I miss unconferences

Thursday 26 August 2021 at 18:00 CEST

It's been almost exactly nine years since I attended my first unconference: SoCraTes, in Germany. At the time, it was around 60 people, gathered in the ever-fascinating SeminarZentrum Rückersbach, nestled in a forest, on a hill, about 50km away from any kind of civilisation. A bunch of people, trapped, with very little to do except talk about computers.

SoCraTes is special, even for an unconference. It attracts an incredible mix of makers, educators, connectors, hackers, facilitators, and philosophers. People who work for large companies and small ones. People who create for themselves, and people who help others do their best work. People who care.

It's also long, for an unconference. Two days of serious discussion and ensemble programming. Three nights of discourse and hatching ideas. A hotel with good food and tasty beer. Always-perfect weather.

The nights are where the magic happens.


Every time I visit an unconference, like SoCraTes (or SoCraTes UK, or SoCraTes Canaries, or one of the many offshoots across Europe), I come back emotional. I come back inspired, wanting to create better software, do more important work, strive for solutions to problems that have never been quite solved.

I come back knowing I have life-long friends as a result of the three days we spent together.


It's been two years since I've participated in any unconference. I miss the joy, and the education, and the late-night revelry. But most of all, I miss the nights. I miss the discussions that go on late, building and building on top of each other to reach new ideas and new levels of expressiveness, fueled by the various topics brought up in the daytime. I miss pairing with someone at 2am because we had an idea and we couldn't wait to implement it.

It doesn't even matter if the idea didn't work out. We learned something that we could never have learned any other way. Usually about ourselves.

Terry Pratchett often wrote about "inspiration" as particles flying through the air until they impact someone's brain. Maybe he's right, but they're not totally random: we can attract them. Unconferences are a magnet for inspiration, and that, I miss most of all.

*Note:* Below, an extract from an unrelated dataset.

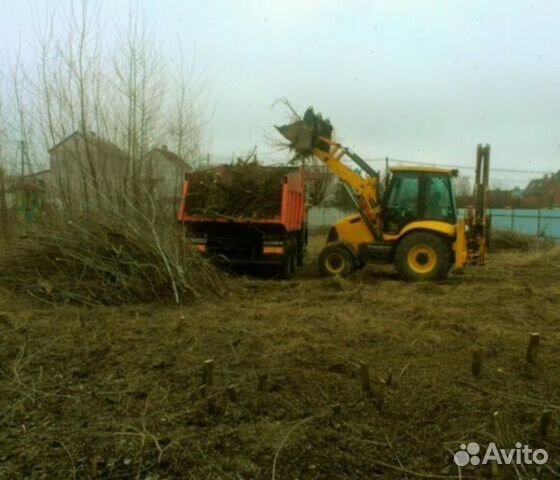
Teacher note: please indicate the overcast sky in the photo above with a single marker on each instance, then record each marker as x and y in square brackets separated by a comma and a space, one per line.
[414, 80]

SoCraTes turns 10 years old this weekend, and like most other gatherings this year, it will be virtual. I won't be attending. I hope it's wonderful, and that the participants get a lot of joy out of it, but it's not for me. I don't miss the talks, I miss the community, the meeting of minds. I can't get that feeling over a video link, even with a super-fast Internet connection.

Best of luck, SoCraTes. I'll be missing you.